O jazz em primeiro plano.

Notas Azuis #31: No Gravity / Devin Gray & Gerald Cleaver / The Heliocentrics

Ilustração: Riça
Publicado a: 09/10/2020

Na coluna Notas Azuis vai abordar-se jazz, música livre, música improvisada de todas as eras e nacionalidades, editada em todos os formatos.

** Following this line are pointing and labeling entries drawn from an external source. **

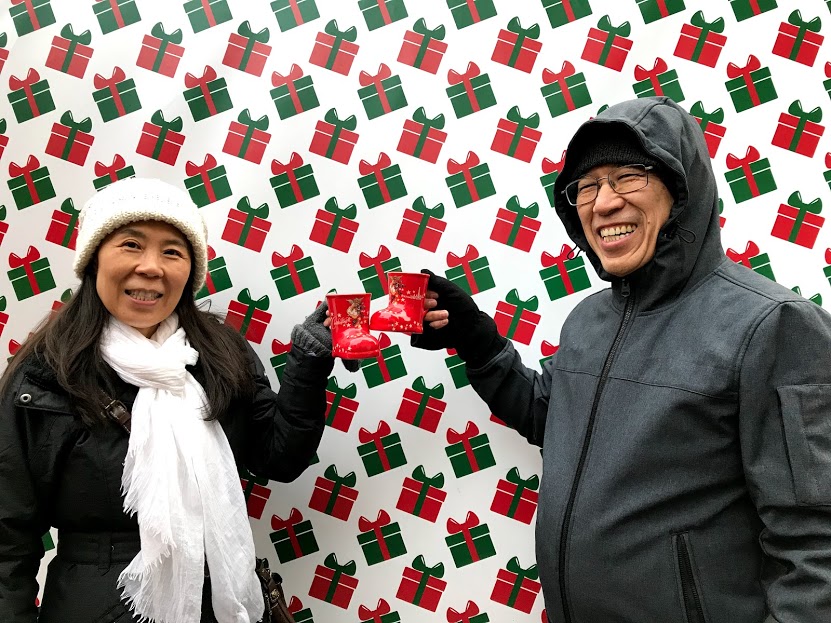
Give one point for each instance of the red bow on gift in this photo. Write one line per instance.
(101, 82)
(295, 73)
(295, 162)
(208, 75)
(641, 73)
(295, 517)
(453, 77)
(365, 614)
(471, 161)
(191, 168)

[No Gravity] No Gravity / Communion Records

Zero pistas orientadoras na página Bandcamp deste lançamento, mas ainda assim há uma série de outros preciosos indicadores que nos podem guiar na escuta deste No Gravity, trabalho que inaugura o catálogo da Communion Records (e depois do arranque da Phonogram Unit, em que milita o irmão do baterista João Lencastre, o saxofonista José Lencastre, eis mais uma boa notícia no mapa editorial da cena jazz nacional). Em primeiro lugar há a palavra que designa este novo selo discográfico, “Communion”: a ideia de comunhão, quando subtraída do plano religioso e aplicada no plano musical, indica uma abordagem que busca na partilha a descoberta de um espaço impossível de alcançar por uma só mente criativa, a ideia de que da soma das partes resulta sempre algo mais do que a mera aritmética poderia sugerir. Esse conceito sai reforçado pelo nome do trio que serve também de título ao álbum, No Gravity: flutua-se sem gravidade quando não há uma massa que puxe os corpos para um centro, que lhes dê peso, que os mantenha fixos. Ou seja, as contribuições do pianista Rodrigo Pinheiro, do baixista, contrabaixista e manipulador de electrónicas João Hasselberg e do baterista que também recorre a percussão electrónica João Lencastre são aqui equiparadas, sem que haja um elemento que funcione como óbvio centro ou guia.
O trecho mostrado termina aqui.